The New Yorker Reviews Fanny Sanín's Exhibition at Americas Society
The New Yorker Reviews Fanny Sanín's Exhibition at Americas Society
The show is "a great step toward bringing her mesmerizing paintings into wider view," says the magazine in its Goings On section.
The Colombia-born artist Fanny Sanín has lived and worked in New York since 1971, but she has never had a museum survey in the city. Unfortunately, such neglect isn’t unusual for a Latin American woman, but in Sanín’s case it may also be a product of her style: geometric abstraction. She makes colorful, hard-edge compositions of lines and shapes. They’re the kind of paintings that had their heyday in the nineteen-sixties but haven’t been in vogue since (except for the revival of another Latin American woman painter, Carmen Herrera, in the early to mid-two-thousands). Americas Society’s “Fanny Sanín: Geometric Equations” (through July 26), curated by the art historian Edward J. Sullivan, is far from a full-on retrospective, but it’s a great step toward bringing her mesmerizing paintings into wider view. [...]
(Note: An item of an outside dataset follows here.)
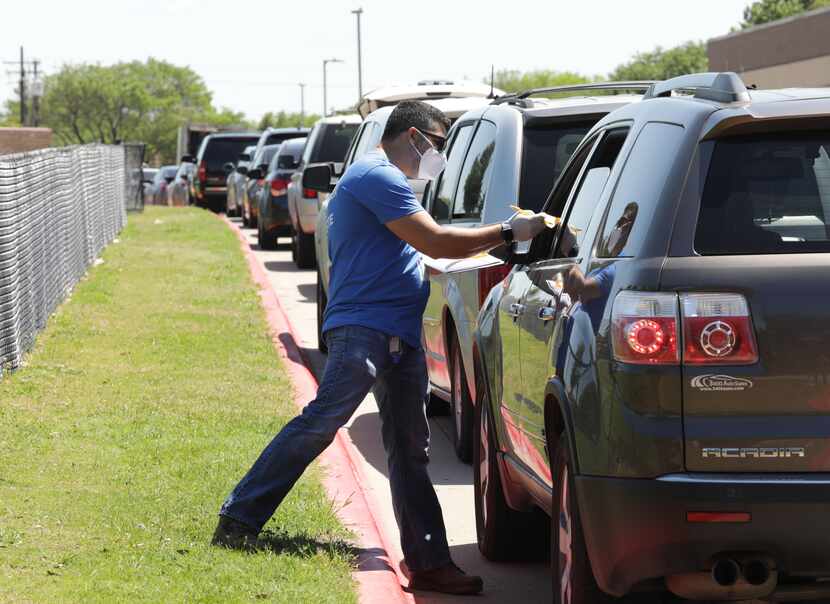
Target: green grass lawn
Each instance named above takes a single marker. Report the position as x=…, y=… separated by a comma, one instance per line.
x=147, y=397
All this speaks to Sanín’s masterful ability to create harmony out of tension. Her paintings are a delight to look at, with pleasure arising from the complex interplay of colors—say, black against red against orange—or subtle variations in adjoining geometric shapes. It’s no wonder that Sanín makes many preparatory studies, some of which are on display: her work is exacting. But the feat is that it’s also affective—out of meticulousness she creates an abundance of feeling.